I am a five-year member and two-year club president of Toastmasters International, an organization dedicated primarily to competence—and eventually, excellence—in oral communication. At my regular club meetings,  I have witnessed speakers who were totally overcome with fear when standing up to give a short address, and others who were thisclose to truly making a good living as a public speaker—assuming the right focus, and breaks. Of course, I’ve also seen, evaluated and advised on almost every level in-between. Every speaker at a Toastmasters meeting (whether delivering a prepared speech or doing so off-the-cuff) is evaluated on use of filler words—the aforementioned “ah” “um”, “like” and “you know.” Most of us lean on our own verbal crutches and the use of too many can relegate an otherwise effective speech to the province of mediocrity. It’s hard to imagine that someone with a background in TV journalism could have gotten unnerved enough to throw in four or five filler words in the space of two sentences about himself. But, the Youtube video stands sheepishly as a monument to that possibility. Perhaps, the bright lights of Bismarck were just too much for the former Mountaineer. Who knows?


My Conclusions:


1. This video is kind of funny in a train-wreck kind of way. (I’m trying not to say Schadenfreude. I’m getting sick of that f*ckin’ word.)


2. This situation is unfortunate for Clemente (although something tells me he’ll profit from this), Van Tieu and anybody else who may have been hurt from this. I’m really not thinking about the viewers; I somehow think they can take it. Well, maybe not his am/umm-laden introduction to his viewers.


3. As a speaker, you should always know your audience and all those who surround you.


4. Perhaps, my Little League Baseball debut really wasn’t all that bad, although a video may have proven otherwise. I am quite capable of being both very self-forgiving and self-critical.


Per the last point, I am not sure which describes me better, although I’m presently putting this ambiguity to a test. This past Saturday, I competed in and won my Toastmaster Division’s “International Speech” contest, so named because it’s the only contest that is open to all of its 116 countries, 13,000-plus clubs and 250,000-plus  members (not that all compete.) Having won the first three rounds out of six total, I can claim with shaded truth that I am halfway toward earning the somewhat arrogant title of World Champion of Public Speaking. Of course, the next three rounds (not that the first three have been easy) figure to become more challenging.

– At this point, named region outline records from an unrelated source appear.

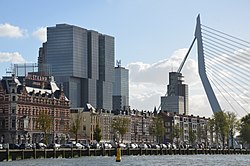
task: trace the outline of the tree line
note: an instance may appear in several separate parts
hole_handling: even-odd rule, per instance
[[[70,123],[69,132],[74,135],[75,140],[78,141],[78,134],[80,132],[82,116],[79,114]],[[46,113],[41,113],[37,119],[38,126],[42,132],[44,132],[44,143],[48,143],[48,134],[52,129],[52,119]],[[130,119],[125,117],[116,117],[113,119],[112,128],[114,130],[115,139],[123,141],[124,135],[128,132]],[[161,114],[157,114],[153,117],[149,126],[149,134],[156,138],[157,143],[163,143],[164,135],[166,134],[166,128],[164,126],[164,120]],[[209,133],[209,134],[208,134]],[[214,113],[212,118],[208,120],[203,126],[198,126],[196,132],[189,127],[189,144],[193,145],[195,142],[204,141],[205,145],[222,143],[225,145],[233,145],[233,140],[239,133],[241,143],[250,144],[250,114],[242,117],[240,120],[233,112],[219,111]],[[117,136],[117,134],[119,136]],[[183,127],[180,125],[172,125],[171,129],[171,141],[179,144],[183,136]],[[214,138],[215,137],[215,138]],[[94,131],[94,139],[99,142],[102,138],[100,126],[97,125]],[[231,141],[231,142],[229,142]]]

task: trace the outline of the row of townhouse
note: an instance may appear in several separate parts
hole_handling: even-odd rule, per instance
[[[0,142],[34,143],[44,140],[38,123],[43,112],[51,117],[50,143],[69,139],[70,102],[53,77],[28,74],[0,80]]]
[[[176,114],[173,112],[161,112],[166,129],[164,142],[178,144],[211,144],[208,129],[209,118],[194,115]],[[179,128],[180,136],[174,138],[173,130]],[[193,135],[193,136],[191,136]],[[193,137],[193,138],[191,138]]]
[[[78,140],[83,143],[94,143],[94,132],[98,125],[101,129],[101,142],[121,141],[120,135],[113,130],[112,123],[115,118],[129,119],[128,131],[123,137],[124,143],[152,143],[153,136],[149,134],[149,125],[152,122],[154,114],[152,112],[142,112],[138,110],[129,111],[107,111],[95,109],[91,105],[85,108],[71,108],[71,119],[82,116],[82,123],[79,130]],[[74,136],[71,135],[71,139]]]
[[[62,89],[62,87],[61,87]],[[49,143],[65,143],[73,135],[69,132],[72,120],[81,114],[79,141],[95,142],[94,131],[101,128],[102,142],[116,141],[117,133],[112,129],[113,119],[128,118],[128,132],[123,140],[125,143],[155,143],[156,139],[149,133],[149,126],[156,112],[125,110],[107,111],[95,109],[90,104],[85,108],[70,108],[70,101],[63,90],[58,88],[53,77],[28,74],[26,77],[3,77],[0,82],[0,142],[1,143],[34,143],[44,139],[37,119],[41,112],[52,118],[53,128],[48,133]],[[204,127],[208,118],[179,115],[171,112],[160,112],[164,120],[165,134],[162,142],[176,141],[171,136],[173,126],[182,130],[181,143],[190,143],[190,129],[196,136],[196,142],[208,142],[209,133],[204,137]],[[202,130],[201,130],[202,129]]]

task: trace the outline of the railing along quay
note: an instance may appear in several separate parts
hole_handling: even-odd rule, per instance
[[[250,154],[250,149],[131,149],[123,148],[122,155],[216,155],[216,154]],[[75,158],[82,156],[115,156],[116,149],[3,149],[0,161],[12,161],[37,158]]]

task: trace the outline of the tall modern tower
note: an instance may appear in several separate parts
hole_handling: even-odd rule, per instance
[[[113,86],[113,110],[126,110],[129,108],[129,71],[117,62]]]
[[[112,109],[114,37],[57,24],[47,28],[47,42],[39,49],[38,59],[39,66],[51,67],[71,107],[89,103],[95,108]]]
[[[184,77],[179,72],[169,73],[167,96],[161,97],[161,109],[178,114],[188,114],[188,85],[183,84]]]

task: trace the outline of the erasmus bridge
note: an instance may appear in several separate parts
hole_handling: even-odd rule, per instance
[[[250,113],[250,42],[201,24],[198,15],[194,39],[177,73],[195,42],[199,76],[213,113]]]

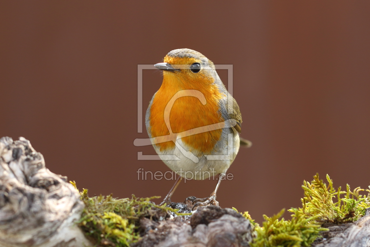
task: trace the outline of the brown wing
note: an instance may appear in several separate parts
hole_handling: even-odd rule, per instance
[[[242,132],[242,114],[240,113],[240,110],[239,109],[239,106],[236,103],[236,101],[235,99],[233,98],[233,113],[229,114],[230,119],[235,119],[236,121],[236,125],[232,128],[235,129],[238,132],[240,133]],[[252,146],[252,143],[250,141],[248,141],[241,137],[239,137],[240,139],[240,146],[245,147],[250,147]]]
[[[232,113],[229,114],[229,116],[230,119],[235,119],[236,121],[236,124],[233,127],[236,131],[239,133],[242,132],[242,114],[240,113],[239,106],[236,103],[236,101],[233,98],[233,112]]]

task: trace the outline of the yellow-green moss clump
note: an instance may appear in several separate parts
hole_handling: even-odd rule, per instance
[[[340,187],[337,190],[333,188],[333,181],[327,175],[327,186],[319,179],[318,174],[313,178],[311,183],[303,181],[302,207],[288,210],[293,213],[291,219],[285,220],[283,218],[279,220],[285,211],[283,209],[271,217],[263,215],[265,221],[261,227],[254,222],[248,212],[243,214],[254,226],[255,235],[250,243],[251,247],[309,246],[320,236],[321,231],[327,230],[321,227],[323,224],[356,220],[370,207],[369,196],[359,194],[360,191],[364,190],[359,187],[352,191],[347,184],[346,191],[342,191]],[[366,190],[370,193],[370,190]]]
[[[283,209],[271,217],[264,215],[265,221],[260,226],[248,212],[243,214],[254,227],[251,247],[309,246],[320,236],[321,231],[327,230],[321,227],[323,224],[357,220],[370,207],[370,196],[360,195],[359,193],[364,190],[359,187],[351,191],[347,184],[346,190],[342,191],[340,187],[334,188],[333,181],[327,175],[327,186],[318,174],[313,178],[310,183],[303,181],[302,207],[289,210],[293,213],[290,219],[279,220],[285,211]],[[75,187],[75,183],[71,183]],[[370,190],[366,190],[370,194]],[[137,198],[133,195],[131,199],[118,199],[111,195],[90,197],[86,189],[80,193],[85,208],[79,224],[97,245],[128,246],[140,238],[140,218],[161,220],[168,217],[169,211],[176,210],[151,202],[159,197]]]
[[[75,183],[71,182],[77,189]],[[80,192],[85,207],[79,225],[87,236],[98,244],[128,246],[140,238],[139,220],[142,217],[159,220],[169,211],[177,210],[165,205],[156,205],[150,201],[160,197],[131,199],[114,198],[112,195],[89,197],[87,190]]]

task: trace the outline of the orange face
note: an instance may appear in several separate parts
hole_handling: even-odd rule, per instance
[[[175,101],[169,114],[169,123],[172,131],[179,133],[195,128],[222,122],[218,102],[225,96],[221,94],[214,84],[215,79],[208,70],[201,69],[194,73],[190,69],[184,69],[183,65],[190,66],[201,61],[193,58],[172,57],[166,56],[164,61],[171,64],[180,71],[163,71],[163,81],[155,94],[150,110],[150,125],[152,137],[168,135],[169,132],[164,120],[165,108],[170,100],[181,90],[196,90],[203,94],[206,101],[203,105],[199,100],[193,96],[184,96]],[[179,66],[177,66],[178,65]],[[194,154],[210,154],[216,142],[219,139],[222,129],[200,133],[181,138]],[[161,151],[174,148],[173,141],[156,144]]]

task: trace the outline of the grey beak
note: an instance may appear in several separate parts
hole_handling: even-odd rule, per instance
[[[162,70],[169,71],[174,73],[175,71],[180,71],[180,70],[172,68],[171,65],[168,63],[159,63],[154,64],[154,67]]]

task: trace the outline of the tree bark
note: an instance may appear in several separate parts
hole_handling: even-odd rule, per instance
[[[83,208],[67,177],[46,168],[28,141],[0,139],[0,247],[91,246],[75,223]]]
[[[191,211],[189,204],[172,205]],[[92,246],[76,223],[84,207],[78,192],[66,177],[45,167],[28,141],[0,139],[0,247]],[[139,224],[142,237],[132,247],[248,246],[253,234],[240,214],[216,206],[200,207],[191,216],[157,221],[143,218]],[[369,247],[370,209],[357,221],[328,228],[313,246]]]

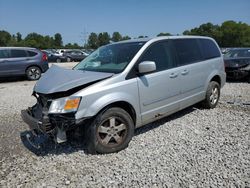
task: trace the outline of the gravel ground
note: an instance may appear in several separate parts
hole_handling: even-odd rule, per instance
[[[215,109],[190,107],[136,130],[119,153],[88,155],[72,140],[39,156],[20,139],[34,84],[0,83],[0,187],[250,187],[248,83],[227,83]]]

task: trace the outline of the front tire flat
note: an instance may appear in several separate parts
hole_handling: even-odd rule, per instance
[[[88,151],[113,153],[126,148],[134,135],[134,122],[130,115],[118,107],[98,114],[88,131]]]

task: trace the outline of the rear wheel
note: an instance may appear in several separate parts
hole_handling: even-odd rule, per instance
[[[114,107],[97,115],[87,134],[90,153],[118,152],[128,146],[134,123],[125,110]]]
[[[211,81],[208,85],[206,98],[202,102],[204,108],[215,108],[220,98],[220,84]]]
[[[29,80],[38,80],[41,77],[41,69],[36,66],[29,67],[26,70],[26,76]]]

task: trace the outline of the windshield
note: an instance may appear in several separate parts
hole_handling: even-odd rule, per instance
[[[250,49],[229,50],[224,57],[250,57]]]
[[[74,69],[95,72],[122,72],[145,42],[106,45],[98,48]]]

One of the greatest challenges has been getting myself to watch the video tape of my speech, which for all of my Toastmasters, real world and contest speeches, has been the first one that I have a video copy of. To my own eyes and ears, I come off as part goofball and part ready-for-primetime speaking star. I’m not sure what the relative ratios are, but at times, it was better than I expected, and at other junctures, it needed more polish.


Jitters? There shouldn’t have been any, as I have been able to win 25 or more speaking contests in the last four years. But I still have some measure of jittery butterflies every single time, and per this speech, I used only about 6 minutes and 15 seconds to deliver a speech that usually runs about 6:40. So yes, I was a little amped up, but luckily, had no obvious stumbles, no filler words and no A.J.-isms.


Having said that, I am not providing the video as evidence. I’m not yet ready for it to go viral. But if you want me to speak in Bismarck, North Dakota and if you will pay for my travel expenses and a little meal money, I’ll drop all my other f___ s___ and get on the next plane.